Module 1: What is Puppet and why use it?
1. The problem: the era of “artisan server crafting”
In the traditional model of systems administration, every server, database, and network configuration was created and managed by hand. This manual approach, often called “artisan server crafting,” is complicated, tedious, and time-consuming. As an infrastructure grows, several critical issues emerge:
- Configuration drift: Servers that start identical inevitably become slightly different over time as manual tweaks are applied. This leads to “snowflake servers” or special systems that cannot be easily replicated or repaired because their unique configuration isn’t documented.
- Human error: Humans are not naturally good at accurately repeating complex tasks across hundreds of machines. Typos and missed steps are common, leading to outages and security vulnerabilities.
- Scalability limitations: While one sysadmin can manage a handful of servers by hand, the artisan approach becomes unmanageable once an infrastructure reaches 10 or more servers.
- Documentation gaps: Documentation is rarely updated in real-time. The only truly accurate documentation is the server itself, but if that server fails, the knowledge of its setup may be lost.
2. Introduction to configuration management
Configuration Management (CM) is the solution to these challenges. It replaces endless manual commands with simple lines of code. Instead of giving instructions on how to do something (procedural), you define the desired state of the system (declarative).
The goal of CM is to automate the software delivery process, ensuring that systems are consistently configured and up to date. This allows IT staff to spend less time on routine drudgery and more time on high-value improvements.
3. Puppet in the IaC landscape
Puppet fits into the broader Infrastructure as Code (IaC) landscape as a tool for managing the lifecycle of a server. IaC treats infrastructure with the same rigor as software development, utilizing version control, automated testing, and continuous integration.

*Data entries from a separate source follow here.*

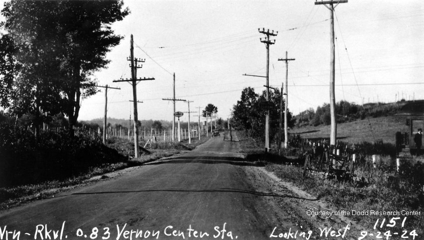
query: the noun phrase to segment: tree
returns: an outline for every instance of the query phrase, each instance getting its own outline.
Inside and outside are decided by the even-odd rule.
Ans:
[[[204,118],[208,117],[212,117],[212,114],[216,114],[218,112],[218,108],[215,107],[212,104],[209,104],[205,108],[204,110],[202,110],[202,116]]]
[[[269,101],[272,103],[272,107],[269,110],[270,139],[273,139],[278,132],[280,99],[281,93],[278,90],[269,92]],[[265,91],[263,91],[261,95],[258,95],[252,88],[243,89],[240,100],[237,101],[237,104],[233,107],[231,125],[236,128],[244,130],[248,135],[259,141],[264,141],[266,111],[261,108],[260,103],[265,101]],[[289,112],[287,117],[290,124],[289,126],[291,126],[292,125],[292,115]]]
[[[218,108],[212,104],[209,104],[206,106],[204,110],[202,110],[202,116],[206,118],[208,121],[208,117],[211,118],[211,132],[212,132],[212,115],[218,112]]]
[[[41,120],[45,120],[40,112],[62,113],[72,128],[81,98],[97,91],[90,77],[109,62],[106,54],[122,39],[110,24],[129,14],[128,9],[121,10],[123,5],[118,0],[5,3],[1,26],[5,33],[1,41],[7,45],[2,44],[1,50],[7,51],[0,53],[6,57],[0,62],[0,74],[5,76],[0,84],[0,91],[5,93],[1,96],[1,106],[20,115],[31,113]]]
[[[161,121],[155,120],[155,121],[153,122],[153,124],[152,125],[152,127],[154,129],[162,130],[162,123],[161,122]]]

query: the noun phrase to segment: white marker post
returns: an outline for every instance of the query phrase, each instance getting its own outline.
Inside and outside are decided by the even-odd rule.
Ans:
[[[373,166],[374,168],[377,168],[377,164],[376,163],[376,158],[377,158],[377,155],[374,154],[373,155]]]

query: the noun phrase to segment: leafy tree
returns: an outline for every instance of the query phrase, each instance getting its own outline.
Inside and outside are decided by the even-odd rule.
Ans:
[[[269,101],[272,107],[269,110],[270,138],[273,139],[279,127],[280,103],[281,93],[278,90],[269,93]],[[266,110],[260,107],[260,103],[266,101],[266,93],[258,95],[254,89],[248,87],[243,90],[240,101],[234,106],[231,125],[238,129],[243,129],[247,134],[257,140],[264,141],[265,116]],[[283,106],[284,107],[284,106]],[[289,126],[292,125],[291,114],[288,114]]]
[[[161,121],[155,120],[153,122],[153,124],[152,125],[152,127],[155,129],[161,130],[162,129],[162,123],[161,122]]]
[[[33,114],[36,125],[46,120],[40,112],[63,113],[72,128],[81,98],[96,92],[90,77],[109,62],[106,53],[122,39],[110,24],[129,14],[123,5],[118,0],[6,2],[1,106],[19,115]]]
[[[202,116],[205,118],[208,117],[212,117],[212,114],[216,114],[218,112],[218,108],[215,107],[212,104],[208,104],[205,108],[205,110],[202,111]]]

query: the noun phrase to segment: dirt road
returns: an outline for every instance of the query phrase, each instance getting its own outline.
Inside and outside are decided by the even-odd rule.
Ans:
[[[14,231],[19,239],[269,240],[296,231],[296,239],[319,235],[298,206],[316,199],[276,183],[237,152],[236,142],[215,137],[191,152],[8,210],[0,215],[0,239],[9,232],[12,239]]]

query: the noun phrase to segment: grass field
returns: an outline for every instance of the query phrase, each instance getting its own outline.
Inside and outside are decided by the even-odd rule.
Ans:
[[[390,116],[370,118],[369,122],[366,119],[340,123],[337,124],[337,139],[351,143],[374,142],[381,139],[384,142],[394,144],[397,131],[408,131],[406,122],[403,118]],[[289,132],[292,134],[298,134],[304,139],[328,138],[330,125],[306,126],[291,129]]]
[[[128,159],[128,153],[129,152],[130,156],[134,156],[133,142],[129,142],[126,138],[111,138],[108,140],[107,146],[116,150],[121,156],[125,156],[126,157],[120,158],[116,162],[104,163],[90,167],[79,174],[64,179],[45,181],[11,187],[0,187],[0,210],[18,205],[23,202],[54,196],[59,192],[78,186],[107,178],[107,176],[104,175],[106,173],[140,166],[146,162],[179,153],[182,150],[192,150],[209,140],[211,135],[209,136],[202,136],[201,140],[198,138],[192,139],[191,144],[188,144],[188,139],[184,139],[181,142],[164,142],[163,139],[162,141],[158,139],[157,143],[152,144],[151,148],[146,146],[147,149],[141,151],[140,156],[130,157],[130,159]],[[143,146],[144,143],[144,141],[141,141],[140,145]],[[93,177],[95,176],[98,177]]]
[[[383,129],[383,125],[385,124],[387,126],[388,122],[389,122],[389,125],[390,124],[389,121],[383,118],[375,120],[377,120],[375,122],[381,120],[379,124],[380,129]],[[392,122],[391,124],[394,125],[393,122]],[[352,126],[352,123],[360,125],[360,124],[355,122],[344,124],[344,126],[346,127],[347,124]],[[318,127],[317,129],[320,129],[322,131],[321,134],[323,134],[323,132],[325,132],[326,130],[323,129],[325,127]],[[361,131],[358,130],[358,128],[356,131],[352,130],[351,132],[360,134],[359,133]],[[394,130],[394,127],[392,129]],[[321,137],[319,132],[315,131],[303,134],[312,135],[314,133],[316,135],[310,137],[318,138]],[[395,210],[400,212],[402,210],[419,211],[421,213],[420,216],[408,217],[408,228],[416,229],[420,236],[424,233],[424,214],[423,214],[424,213],[424,192],[422,189],[423,183],[424,182],[424,164],[417,163],[419,159],[411,159],[408,164],[402,165],[399,173],[397,172],[396,165],[394,166],[393,161],[390,157],[384,157],[380,159],[377,168],[374,168],[369,161],[360,163],[356,168],[355,172],[358,174],[358,177],[351,181],[329,179],[322,174],[309,174],[308,177],[304,178],[303,164],[281,164],[281,162],[284,162],[283,156],[279,156],[272,152],[264,154],[263,147],[258,146],[251,138],[241,133],[237,134],[242,152],[246,155],[246,158],[257,160],[259,161],[259,165],[264,165],[267,170],[273,172],[281,179],[293,183],[320,200],[331,203],[341,210],[371,209],[378,211]],[[351,139],[352,141],[358,139],[359,141],[367,140],[366,139],[353,137]],[[388,138],[386,139],[388,140]],[[276,160],[279,159],[280,161]],[[405,216],[398,217],[403,218]],[[354,217],[352,220],[371,229],[379,218],[381,219],[382,217],[360,216]],[[396,231],[402,230],[399,227],[391,230],[395,229]],[[386,228],[382,230],[386,231],[391,229]]]

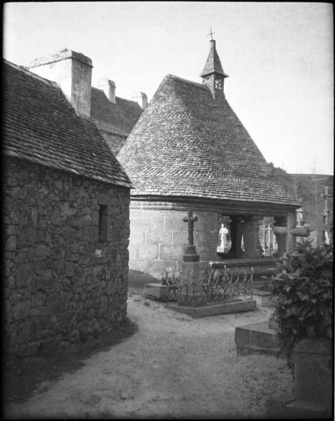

Puppet models the system as a collection of Resources. A resource is an atomic unit of configuration, such as a file, a user account, or a software package. For a resource to be effectively managed by Puppet, it must be:
- Unique: Distinguished from all other resources (e.g., a specific file path).
- Searchable: Puppet must be able to determine its current state on the server.
- Atomic: It cannot be broken down into smaller, managed components.
- Creatable and destroyable: Puppet must have the logic to both bring the resource into existence and remove it.
4. Puppet architecture: agent/server vs. masterless
Puppet primarily operates using an Agent/Server (Master) architecture, though it supports alternative models.
- The pull model (Standard): A central Puppet Master stores the authoritative configurations (manifests). The Puppet Agent software is installed on every managed node. Periodically (often every 30 minutes), the agent checks into the master, pulls down its specific configuration “catalog,” and applies it locally.
- Scaling the master: For large environments (thousands of nodes), the workload of compiling catalogs can bog down the master. To scale, Puppet masters are often run under Passenger (via Apache or Nginx) to handle increased HTTP SSL transactions.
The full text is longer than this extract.